St. Albert student is a great kid
Carter Shields receives provincial honour for fundraising efforts
Tuesday, Mar 05, 2013 12:30 pm
Carter Shields is a great kid. You’d have to be one in order to raise $6,000 for heart and stroke research in one summer.
He didn’t think he’d reach even half that amount, the St. Albert resident and École Marie Poburan student said Monday.
“I was blown away when we reached $3,000. I had a really hard time believing it when we reached $6,000,” he said.
Shields, 12, was one of 16 Alberta youths recognized at the Edmonton Fantasyland Hotel Sunday as part of the 13th annual Great Kids Awards. The awards recognize community leadership amongst youth, and are administered by Alberta Human Services.
Teacher Christina MacKinnon of École Marie Poburan nominated Shields for the award because of his attitude in school and his efforts last summer to raise money for the Heart and Stroke Foundation.
Great kids show courage, compassion, determination and generosity, MacKinnon said – traits that describe Shields to a T.
“His attitude is amazing and very positive,” she said. “Even through hardship, he comes out ahead of others.”
When he was eight,Shields lost his mother Shelley to a ruptured aneurysm following a series of strokes.
“It was very hard getting used to not having a mother in my life,” he said.
It’s an experience that no one deserves to go through, he said, yet they do.
“I felt it was terrible, and I felt something needed to be done, so I took action.”
After seeing an ad for a cancer research fundraiser, Shields got the idea to do a cycling marathon to raise money for research, explained his father Stuart.
“He started talking about riding from here to Regina,” Stuart said, but he convinced his son to shorten it to 100 kilometres between Lake Louise and Canmore.

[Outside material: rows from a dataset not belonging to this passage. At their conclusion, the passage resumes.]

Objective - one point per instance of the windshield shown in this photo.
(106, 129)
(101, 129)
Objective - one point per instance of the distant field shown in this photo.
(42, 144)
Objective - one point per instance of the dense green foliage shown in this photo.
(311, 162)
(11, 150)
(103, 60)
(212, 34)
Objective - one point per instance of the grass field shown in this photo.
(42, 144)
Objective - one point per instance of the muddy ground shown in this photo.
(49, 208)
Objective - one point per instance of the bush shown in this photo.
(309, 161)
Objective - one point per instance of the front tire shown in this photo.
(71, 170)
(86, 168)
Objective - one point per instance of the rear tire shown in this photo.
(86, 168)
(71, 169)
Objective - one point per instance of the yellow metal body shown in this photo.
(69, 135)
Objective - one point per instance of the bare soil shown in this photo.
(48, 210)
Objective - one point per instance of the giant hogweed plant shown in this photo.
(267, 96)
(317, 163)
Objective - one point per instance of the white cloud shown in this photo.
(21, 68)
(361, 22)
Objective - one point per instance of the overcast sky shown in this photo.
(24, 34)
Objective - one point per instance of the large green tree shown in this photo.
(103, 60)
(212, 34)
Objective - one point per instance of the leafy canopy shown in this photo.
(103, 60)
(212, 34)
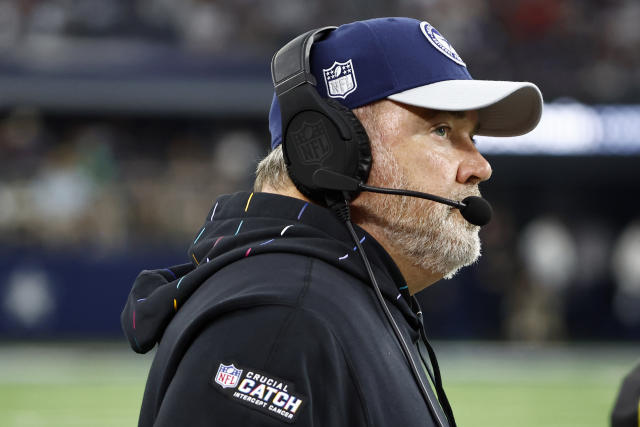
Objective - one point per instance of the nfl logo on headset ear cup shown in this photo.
(312, 141)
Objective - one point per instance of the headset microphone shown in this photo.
(475, 210)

With the help of local banker and family friend Rhonda Romaniuk, Shields organized the Helping Hearts One Pedal at a Time campaign to raise money for heart and stroke research in his mother’s name. Donations poured in from as far away as Australia, as well as from a coin drive held at his school’s triathlon. The campaign racked up about $6,000 in just three months.

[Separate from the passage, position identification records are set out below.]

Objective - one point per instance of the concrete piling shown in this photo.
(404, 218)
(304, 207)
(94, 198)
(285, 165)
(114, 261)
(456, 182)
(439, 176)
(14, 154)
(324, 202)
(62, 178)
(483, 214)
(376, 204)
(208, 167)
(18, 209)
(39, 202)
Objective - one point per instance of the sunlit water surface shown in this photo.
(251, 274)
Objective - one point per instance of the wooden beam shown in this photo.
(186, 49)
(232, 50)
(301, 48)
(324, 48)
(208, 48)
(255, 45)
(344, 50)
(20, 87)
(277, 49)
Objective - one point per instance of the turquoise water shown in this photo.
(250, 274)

Shields and his family set off on their ride from Lake Louise at about 9:30 a.m. last Aug. 11. Riding conditions were great, Shields said, up until the last bit where they were riding into the wind.
When he came to the final stretch at about 4 p.m., Shields said he was surprised to see that his family had raced ahead of him to set up a finish line. Everyone cheered as he cycled through a celebratory banner to finish his ride, hands held high.

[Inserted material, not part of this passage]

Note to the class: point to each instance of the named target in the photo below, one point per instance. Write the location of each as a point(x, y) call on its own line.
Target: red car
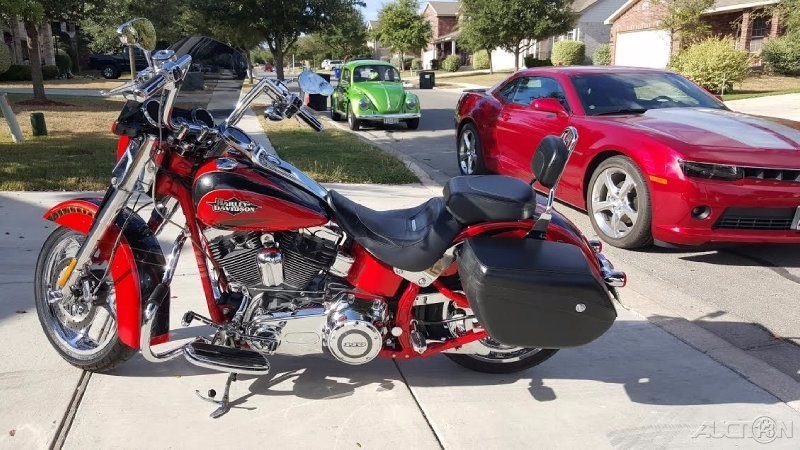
point(659, 159)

Shelley Shields was a massive champion for social justice and empowering youth, Stuart said, and would have been incredibly proud of Carter’s actions. If she were still around, he said, there’s no doubt that she would have been cheering him at the finish line, saying, “That’s my kid!”
As part of his award, Shields received an IBM laptop and free passes to West Edmonton Mall’s Galaxyland and water park.
MacKinnon says she plans to do a school display on Shields to inspire others to be great kids.
“I know that we have some leaders-to-be in this school,” she said, “and it just takes someone like Carter to show (them) it’s possible.”